Pflege durch Nachbarn oder Freunde: was muss man melden?

Wenn ein Angehöriger durch Nachbarn oder Freunde gepflegt wird, stellt sich oft die Frage: Muss
man denjenigen eigentlich bei der Sozialversicherung anmelden, wenn er Geld für seine Tätigkeit bekommt?
Weiterleitung Pflegegeld = keine Anmeldung notwendig: Falls der Nachbar (Freund usw.) lediglich
das Pflegegeld weitergeleitet bekommt, gilt das als ehrenamtliche Tätigkeit und nicht als „erwerbsmäßig“.

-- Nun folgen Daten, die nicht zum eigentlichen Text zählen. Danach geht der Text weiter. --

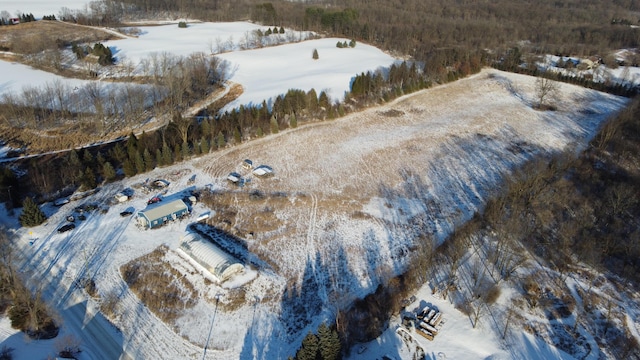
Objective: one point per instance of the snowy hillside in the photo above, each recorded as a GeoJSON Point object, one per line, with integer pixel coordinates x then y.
{"type": "Point", "coordinates": [344, 204]}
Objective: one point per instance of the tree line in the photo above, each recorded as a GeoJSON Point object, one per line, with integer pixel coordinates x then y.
{"type": "Point", "coordinates": [418, 28]}
{"type": "Point", "coordinates": [185, 137]}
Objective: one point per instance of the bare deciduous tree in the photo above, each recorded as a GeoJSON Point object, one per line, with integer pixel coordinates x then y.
{"type": "Point", "coordinates": [546, 89]}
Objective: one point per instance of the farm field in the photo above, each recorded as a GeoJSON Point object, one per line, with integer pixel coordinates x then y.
{"type": "Point", "coordinates": [346, 199]}
{"type": "Point", "coordinates": [326, 212]}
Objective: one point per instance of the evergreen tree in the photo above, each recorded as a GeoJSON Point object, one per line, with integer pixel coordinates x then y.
{"type": "Point", "coordinates": [132, 145]}
{"type": "Point", "coordinates": [324, 101]}
{"type": "Point", "coordinates": [74, 162]}
{"type": "Point", "coordinates": [108, 171]}
{"type": "Point", "coordinates": [167, 157]}
{"type": "Point", "coordinates": [186, 151]}
{"type": "Point", "coordinates": [159, 159]}
{"type": "Point", "coordinates": [205, 127]}
{"type": "Point", "coordinates": [138, 162]}
{"type": "Point", "coordinates": [89, 179]}
{"type": "Point", "coordinates": [118, 153]}
{"type": "Point", "coordinates": [100, 160]}
{"type": "Point", "coordinates": [177, 153]}
{"type": "Point", "coordinates": [31, 214]}
{"type": "Point", "coordinates": [329, 343]}
{"type": "Point", "coordinates": [221, 141]}
{"type": "Point", "coordinates": [129, 168]}
{"type": "Point", "coordinates": [148, 160]}
{"type": "Point", "coordinates": [204, 145]}
{"type": "Point", "coordinates": [274, 125]}
{"type": "Point", "coordinates": [309, 349]}
{"type": "Point", "coordinates": [87, 158]}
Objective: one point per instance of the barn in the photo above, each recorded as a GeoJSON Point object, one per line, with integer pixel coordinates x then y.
{"type": "Point", "coordinates": [157, 216]}
{"type": "Point", "coordinates": [215, 260]}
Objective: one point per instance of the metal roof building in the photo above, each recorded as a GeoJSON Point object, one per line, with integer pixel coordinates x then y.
{"type": "Point", "coordinates": [159, 215]}
{"type": "Point", "coordinates": [215, 260]}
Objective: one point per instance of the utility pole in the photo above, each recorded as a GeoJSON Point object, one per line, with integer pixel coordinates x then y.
{"type": "Point", "coordinates": [204, 354]}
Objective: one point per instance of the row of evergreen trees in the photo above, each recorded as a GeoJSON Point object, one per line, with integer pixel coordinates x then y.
{"type": "Point", "coordinates": [104, 54]}
{"type": "Point", "coordinates": [322, 346]}
{"type": "Point", "coordinates": [23, 18]}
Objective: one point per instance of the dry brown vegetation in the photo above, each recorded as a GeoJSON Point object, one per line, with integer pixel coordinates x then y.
{"type": "Point", "coordinates": [159, 286]}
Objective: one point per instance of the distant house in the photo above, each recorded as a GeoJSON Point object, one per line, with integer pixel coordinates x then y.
{"type": "Point", "coordinates": [234, 177]}
{"type": "Point", "coordinates": [159, 215]}
{"type": "Point", "coordinates": [219, 263]}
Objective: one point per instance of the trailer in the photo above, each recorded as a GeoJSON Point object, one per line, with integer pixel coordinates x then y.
{"type": "Point", "coordinates": [427, 335]}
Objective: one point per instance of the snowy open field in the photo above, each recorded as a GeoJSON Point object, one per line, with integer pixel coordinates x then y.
{"type": "Point", "coordinates": [351, 192]}
{"type": "Point", "coordinates": [353, 189]}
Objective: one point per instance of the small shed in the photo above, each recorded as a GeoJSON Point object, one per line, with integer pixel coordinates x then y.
{"type": "Point", "coordinates": [157, 216]}
{"type": "Point", "coordinates": [219, 263]}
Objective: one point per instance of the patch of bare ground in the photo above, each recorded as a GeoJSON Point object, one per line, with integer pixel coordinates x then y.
{"type": "Point", "coordinates": [67, 136]}
{"type": "Point", "coordinates": [147, 274]}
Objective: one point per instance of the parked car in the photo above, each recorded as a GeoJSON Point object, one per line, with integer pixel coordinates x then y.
{"type": "Point", "coordinates": [66, 228]}
{"type": "Point", "coordinates": [61, 202]}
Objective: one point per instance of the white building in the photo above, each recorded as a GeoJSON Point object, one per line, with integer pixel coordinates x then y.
{"type": "Point", "coordinates": [215, 260]}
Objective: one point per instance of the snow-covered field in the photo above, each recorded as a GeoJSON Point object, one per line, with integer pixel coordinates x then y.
{"type": "Point", "coordinates": [352, 187]}
{"type": "Point", "coordinates": [353, 190]}
{"type": "Point", "coordinates": [264, 73]}
{"type": "Point", "coordinates": [40, 8]}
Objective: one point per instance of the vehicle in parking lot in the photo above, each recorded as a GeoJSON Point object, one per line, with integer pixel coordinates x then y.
{"type": "Point", "coordinates": [66, 228]}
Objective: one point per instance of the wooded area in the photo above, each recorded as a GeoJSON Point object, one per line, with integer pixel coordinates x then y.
{"type": "Point", "coordinates": [422, 27]}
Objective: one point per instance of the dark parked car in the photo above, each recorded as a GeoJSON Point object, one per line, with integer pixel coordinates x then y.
{"type": "Point", "coordinates": [66, 228]}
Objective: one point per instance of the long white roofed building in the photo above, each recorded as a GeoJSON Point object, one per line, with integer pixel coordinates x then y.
{"type": "Point", "coordinates": [215, 260]}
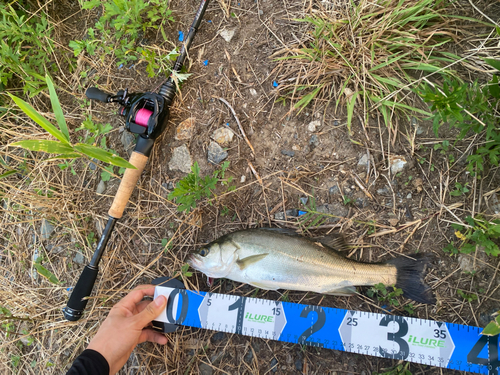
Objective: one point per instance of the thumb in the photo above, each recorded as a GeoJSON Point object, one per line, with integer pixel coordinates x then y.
{"type": "Point", "coordinates": [152, 311]}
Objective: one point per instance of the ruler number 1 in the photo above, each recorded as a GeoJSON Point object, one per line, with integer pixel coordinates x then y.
{"type": "Point", "coordinates": [397, 337]}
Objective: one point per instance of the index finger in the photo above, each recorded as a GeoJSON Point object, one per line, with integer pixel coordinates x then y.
{"type": "Point", "coordinates": [137, 294]}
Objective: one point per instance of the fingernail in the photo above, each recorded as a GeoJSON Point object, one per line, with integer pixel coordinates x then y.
{"type": "Point", "coordinates": [160, 301]}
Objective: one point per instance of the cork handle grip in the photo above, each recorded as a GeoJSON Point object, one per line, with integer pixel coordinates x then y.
{"type": "Point", "coordinates": [127, 185]}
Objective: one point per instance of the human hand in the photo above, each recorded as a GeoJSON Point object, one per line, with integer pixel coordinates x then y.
{"type": "Point", "coordinates": [124, 327]}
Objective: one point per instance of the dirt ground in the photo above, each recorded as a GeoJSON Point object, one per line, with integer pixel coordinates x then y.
{"type": "Point", "coordinates": [384, 213]}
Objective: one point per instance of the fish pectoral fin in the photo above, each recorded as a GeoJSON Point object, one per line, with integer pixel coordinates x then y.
{"type": "Point", "coordinates": [342, 291]}
{"type": "Point", "coordinates": [245, 262]}
{"type": "Point", "coordinates": [262, 286]}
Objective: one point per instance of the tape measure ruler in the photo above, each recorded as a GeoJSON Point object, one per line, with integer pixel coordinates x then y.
{"type": "Point", "coordinates": [447, 345]}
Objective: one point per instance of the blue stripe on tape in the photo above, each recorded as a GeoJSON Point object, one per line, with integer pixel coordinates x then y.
{"type": "Point", "coordinates": [428, 342]}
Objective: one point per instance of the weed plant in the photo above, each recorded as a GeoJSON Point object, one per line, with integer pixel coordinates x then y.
{"type": "Point", "coordinates": [118, 30]}
{"type": "Point", "coordinates": [370, 50]}
{"type": "Point", "coordinates": [192, 188]}
{"type": "Point", "coordinates": [25, 47]}
{"type": "Point", "coordinates": [62, 147]}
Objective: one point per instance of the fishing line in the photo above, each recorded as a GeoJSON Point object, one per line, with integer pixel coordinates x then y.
{"type": "Point", "coordinates": [427, 342]}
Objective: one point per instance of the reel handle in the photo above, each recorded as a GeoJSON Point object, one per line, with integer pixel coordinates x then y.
{"type": "Point", "coordinates": [127, 185]}
{"type": "Point", "coordinates": [96, 94]}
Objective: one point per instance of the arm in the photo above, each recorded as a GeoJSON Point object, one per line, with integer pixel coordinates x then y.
{"type": "Point", "coordinates": [125, 327]}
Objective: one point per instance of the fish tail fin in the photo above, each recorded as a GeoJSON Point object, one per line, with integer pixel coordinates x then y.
{"type": "Point", "coordinates": [410, 278]}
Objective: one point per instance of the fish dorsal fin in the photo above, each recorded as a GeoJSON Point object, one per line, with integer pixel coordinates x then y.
{"type": "Point", "coordinates": [287, 231]}
{"type": "Point", "coordinates": [334, 241]}
{"type": "Point", "coordinates": [245, 262]}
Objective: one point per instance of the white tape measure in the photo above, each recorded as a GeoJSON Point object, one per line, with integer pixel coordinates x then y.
{"type": "Point", "coordinates": [428, 342]}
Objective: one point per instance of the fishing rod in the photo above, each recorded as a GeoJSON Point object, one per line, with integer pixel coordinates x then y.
{"type": "Point", "coordinates": [146, 114]}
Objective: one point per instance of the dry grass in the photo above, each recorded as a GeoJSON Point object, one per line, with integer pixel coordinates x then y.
{"type": "Point", "coordinates": [35, 335]}
{"type": "Point", "coordinates": [370, 55]}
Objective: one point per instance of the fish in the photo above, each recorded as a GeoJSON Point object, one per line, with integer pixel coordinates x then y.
{"type": "Point", "coordinates": [276, 258]}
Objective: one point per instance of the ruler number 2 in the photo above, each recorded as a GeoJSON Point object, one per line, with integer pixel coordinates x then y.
{"type": "Point", "coordinates": [397, 337]}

Dann ist keine Anmeldung bei der Sozialversicherung erforderlich. Vergütung höher als Pflegegeld = Anmeldung
notwendig: Wenn Sie jemanden beschäftigen, der nicht verwandt oder verschwägert ist und der
mehr bekommt als das Pflegegeld, dann muss man denjenigen anmelden. Entweder als Minijobber bei der
Minijobzentrale oder – bei über 450 Euro - ganz normal bei der Krankenkasse.

Die Minijobzentrale bildet folgendes Beispiel: Eine alte Dame (mit Pflegegrad zwei) bezieht 316
Euro Pflegegeld. Ihr Nachbar kümmert sich um sie und bekommt dafür 436 Euro, also 120 Euro mehr als das
Pflegegeld. Damit gilt er als „beschäftigt“ und muss als Minijobber angemeldet werden. Die Anmeldung kann
mit dem Haushaltsscheck erfolgen, und die Minijobzentrale übernimmt dann alles Weitere.